Signé Jana Černá, ce texte est une lettre adressée à son amant Egon Bondy dans laquelle elle relate le fonctionnement d'une pensée philosophique, leur vie de couple, et en filigrane la naissance d'une foi religieuse qui la poursuivra jusqu'à la fin de sa vie en 1981.
Mais sans doute faut-il préciser qui est Jana Černá.
Méconnue chez nous par le grand public, elle est pourtant (avec Bondy) une figure intellectuelle de l'actuelle République Tchèque, et irradia tout l'est de l'Europe d'une pensée libre, sans tabou, affranchie des carcans du totalitarisme. Amie de Bohumil Hrabal (dont il faut lire l'immense Une trop bruyante solitude), elle partage avec lui un goût pour la poésie que tous deux considèrent comme une force d'opposition majeure aux dictâtes de toutes les formes de pouvoir. Précisons enfin que le cheminement intellectuel de Jana Černá est en partie un héritage maternel puisqu'elle est la fille de Milena Jesenská, rendue célèbre par sa relation amoureuse et surtout sa correspondance abondante avec Franz Kafka.

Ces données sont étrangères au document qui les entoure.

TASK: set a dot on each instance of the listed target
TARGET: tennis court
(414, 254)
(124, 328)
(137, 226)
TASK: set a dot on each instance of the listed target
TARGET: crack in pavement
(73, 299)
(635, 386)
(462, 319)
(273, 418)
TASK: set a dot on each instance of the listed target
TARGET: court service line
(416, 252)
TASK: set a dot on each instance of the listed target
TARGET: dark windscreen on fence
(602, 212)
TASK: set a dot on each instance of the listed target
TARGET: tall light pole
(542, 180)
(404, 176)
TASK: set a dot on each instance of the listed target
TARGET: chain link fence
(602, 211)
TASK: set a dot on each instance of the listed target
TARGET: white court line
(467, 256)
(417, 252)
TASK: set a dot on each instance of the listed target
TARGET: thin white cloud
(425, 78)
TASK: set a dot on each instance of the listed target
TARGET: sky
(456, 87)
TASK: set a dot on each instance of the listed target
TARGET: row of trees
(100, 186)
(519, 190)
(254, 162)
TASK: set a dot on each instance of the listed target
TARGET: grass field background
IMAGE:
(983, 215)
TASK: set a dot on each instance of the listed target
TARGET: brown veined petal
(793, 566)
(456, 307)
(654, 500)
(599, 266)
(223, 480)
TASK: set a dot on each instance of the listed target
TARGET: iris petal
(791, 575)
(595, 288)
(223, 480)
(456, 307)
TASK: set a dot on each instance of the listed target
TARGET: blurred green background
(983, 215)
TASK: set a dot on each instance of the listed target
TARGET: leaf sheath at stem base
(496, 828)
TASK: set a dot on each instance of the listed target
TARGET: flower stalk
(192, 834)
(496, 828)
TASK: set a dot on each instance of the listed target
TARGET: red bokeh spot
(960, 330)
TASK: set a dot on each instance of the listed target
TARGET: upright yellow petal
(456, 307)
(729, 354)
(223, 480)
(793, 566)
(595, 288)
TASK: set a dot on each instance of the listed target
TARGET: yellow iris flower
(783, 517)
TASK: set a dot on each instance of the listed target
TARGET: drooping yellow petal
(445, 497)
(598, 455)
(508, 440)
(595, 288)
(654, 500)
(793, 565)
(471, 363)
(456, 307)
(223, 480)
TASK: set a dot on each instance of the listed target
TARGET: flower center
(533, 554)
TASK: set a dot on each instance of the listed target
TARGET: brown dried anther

D'où sans doute cette incroyable maîtrise d'une langue ouverte et merveilleusement vivante.
Cette langue, nous la retrouvons intacte avec la parution de cette lettre qui résonne comme la somme d'une existence vouée à l'Amour et à la Liberté.
D'une fascinante légèreté et avec une crudité maîtrisée mais jamais retenue, la prose de Jana Černá coule avec une élégance respectueuse et une force admirable. C'est un déluge de féminité au sens le plus moderne qui s'abat sur ces mots qu'elle adresse à l'homme qu'elle nomme « mon chéri ». On reste désarmé devant cette dualité faite d'une force de caractère hors normes et de ces attentions amoureuses presque échappées d'une lettre d'adolescente.
Ce détail de correspondance possède donc la force des grands textes car il mêle la pensée la plus vive, le langage le plus libre et les sentiments les plus simples pour rendre compte de ce qu'il est le plus difficile à décrire : l'Humain.

C'est donc avec l'impatience de retrouver l'écriture de Jana Černá que l'on attend la parution d'un autre texte de l'auteure tchèque intitulé Vie de Milena, de Prague à Vienne, toujours traduit par Barbora Faure et disponible dès le 9 octobre. En attendant, parcourez ces pages, rencontrez Jana et redécouvrez le sentiment d'une liberté brute qui peut jaillir des mots comme autant de vides dans nos certitudes.